Surface area of a convex set In 2D perimeter(P) of a convex set around origin may be written as $P=1/2 \int m(\theta) d\theta$. Where $m(\theta)$ is the diameter of the set in the $\theta$ direction. This is related to Cauchy-Crofton formula. The question is if anything similar known at higher dimensions ?
 A: A good reference is Klain and Rota's little book Introduction to Geometric Probability, especially Section 5.5.  
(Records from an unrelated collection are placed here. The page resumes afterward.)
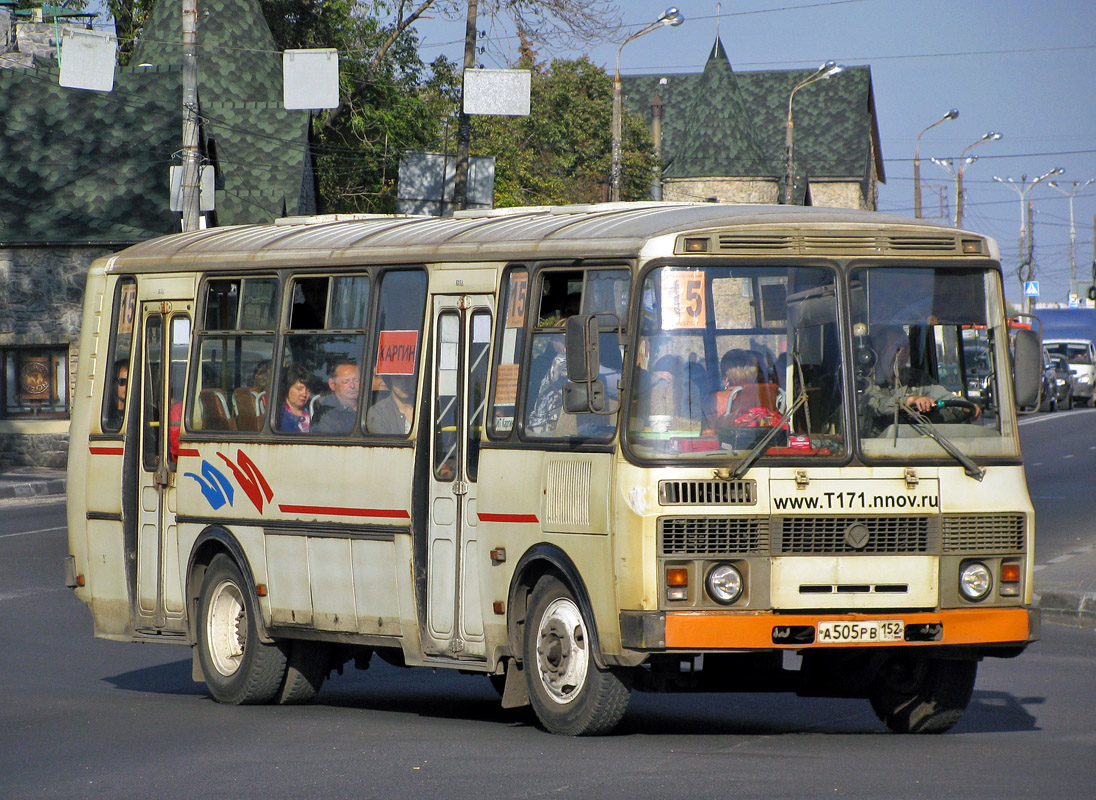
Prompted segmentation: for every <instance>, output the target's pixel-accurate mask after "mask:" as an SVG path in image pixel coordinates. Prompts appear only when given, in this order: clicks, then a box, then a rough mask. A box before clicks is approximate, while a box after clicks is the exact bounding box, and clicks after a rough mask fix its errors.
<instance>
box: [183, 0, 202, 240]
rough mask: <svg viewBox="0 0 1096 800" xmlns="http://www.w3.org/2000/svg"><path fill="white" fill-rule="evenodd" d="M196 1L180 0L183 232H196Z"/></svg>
mask: <svg viewBox="0 0 1096 800" xmlns="http://www.w3.org/2000/svg"><path fill="white" fill-rule="evenodd" d="M197 15H198V10H197V0H183V179H182V185H181V188H182V205H183V230H184V231H185V230H197V229H198V217H199V210H198V186H199V180H198V179H199V171H198V160H199V158H201V156H199V153H198V54H197Z"/></svg>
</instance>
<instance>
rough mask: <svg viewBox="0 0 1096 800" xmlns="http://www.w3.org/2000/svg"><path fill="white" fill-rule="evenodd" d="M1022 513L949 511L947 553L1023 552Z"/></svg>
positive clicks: (947, 515)
mask: <svg viewBox="0 0 1096 800" xmlns="http://www.w3.org/2000/svg"><path fill="white" fill-rule="evenodd" d="M1025 523H1026V521H1025V518H1024V515H1023V514H949V515H946V516H945V517H944V552H1024V549H1025V528H1026V524H1025Z"/></svg>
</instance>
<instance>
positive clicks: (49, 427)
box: [0, 245, 114, 467]
mask: <svg viewBox="0 0 1096 800" xmlns="http://www.w3.org/2000/svg"><path fill="white" fill-rule="evenodd" d="M113 251H114V248H104V247H80V245H64V247H61V245H58V247H0V350H3V348H7V347H11V346H67V347H68V361H69V407H70V408H71V402H72V397H73V384H75V381H76V364H77V358H78V356H79V352H78V351H79V336H80V318H81V308H82V304H83V289H84V284H85V282H87V274H88V266H89V265H90V264H91V262H92V261H94V260H95V259H98V258H100V256H102V255H107V254H110V253H111V252H113ZM67 427H68V422H67V420H64V421H58V420H42V421H36V420H25V421H23V420H19V421H15V420H3V419H0V467H11V466H22V465H28V466H39V467H64V466H65V460H66V455H67V447H68V434H67V433H65V432H62V431H67Z"/></svg>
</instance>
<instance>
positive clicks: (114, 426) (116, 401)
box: [107, 361, 129, 431]
mask: <svg viewBox="0 0 1096 800" xmlns="http://www.w3.org/2000/svg"><path fill="white" fill-rule="evenodd" d="M128 385H129V364H127V363H126V362H124V361H118V362H115V364H114V396H113V397H114V400H113V402H112V403H111V410H110V413H109V414H107V423H109V427H110V428H111V430H113V431H117V430H118V428H119V427H122V418H123V416H124V415H125V412H126V392H127V391H128Z"/></svg>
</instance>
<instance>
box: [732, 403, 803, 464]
mask: <svg viewBox="0 0 1096 800" xmlns="http://www.w3.org/2000/svg"><path fill="white" fill-rule="evenodd" d="M804 402H807V392H806V391H803V392H800V393H799V397H797V398H796V402H794V403H791V405H789V407H788V410H787V411H785V412H784V415H783V416H780V419H779V420H778V421H777V423H776V424H775V425H773V427H770V428H769V430H768V433H766V434H765V435H764V436H762V437H761V438H760V439H757V441H756V442H755V443H754V445H753V447H751V448H750V452H749V453H747V454H746V455H745V458H743V459H742V460H741V461H739V464H738V466H735V467H734V469H732V470H731V480H738V479H739V478H741V477H742V476H744V475H745V473H746V470H747V469H750V468H751V467H752V466H753V464H754V461H756V460H757V459H758V458H761V456H762V454H763V453H764V452H765V448H766V447H768V443H769V442H772V441H773V438H774V437H775V436H776V434H777V433H778V432H779V431H780V430H781V428H783V427H784V425H785V424H786V423H787V422H788V420H790V419H791V416H792V414H795V413H796V412H797V411H798V410H799V408H800V407H801V405H802V404H803V403H804Z"/></svg>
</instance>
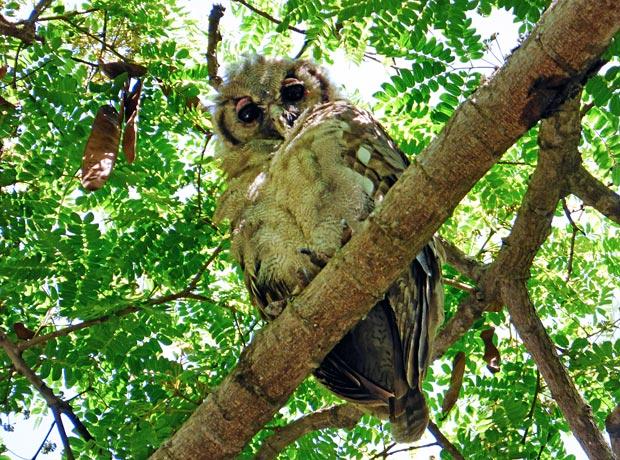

Here's the formula.  The surface area of a compact convex subset $K$ of $\mathbb{R}^n$ is
$$
\frac{1}{\omega_{n - 1}}  \int_{S^{n-1}} Vol_{n-1}(\pi_{\theta^{\bot}} K)  d\theta.
$$
Here $\omega_{n - 1}$ is the volume of the unit Euclidean $(n - 1)$-ball, $\theta^\bot$ is the linear subspace of $\mathbb{R}^n$ orthogonal to the point $\theta$ of $S^{n - 1}$, and $\pi_{\theta^{\bot}}$ is orthogonal projection onto that subspace; also, $Vol_{n - 1}$ is Lebesgue measure on $\mathbb{R}^{n - 1}$.  
As you may know, this is a special case of the more general "Crofton formula" for the intrinsic volumes.  In the surface area formula, we're effectively integrating over the space of all $(n - 1)$-dimensional linear subspaces of $\mathbb{R}^n$; for the general Crofton formula, we integrate over the space of all $k$-dimensional linear subspaces of $\mathbb{R}^n$, for some fixed $k$.  This gives the formula for the $k$-dimensional intrinsic volume.  All this is nicely explained in Klain and Rota.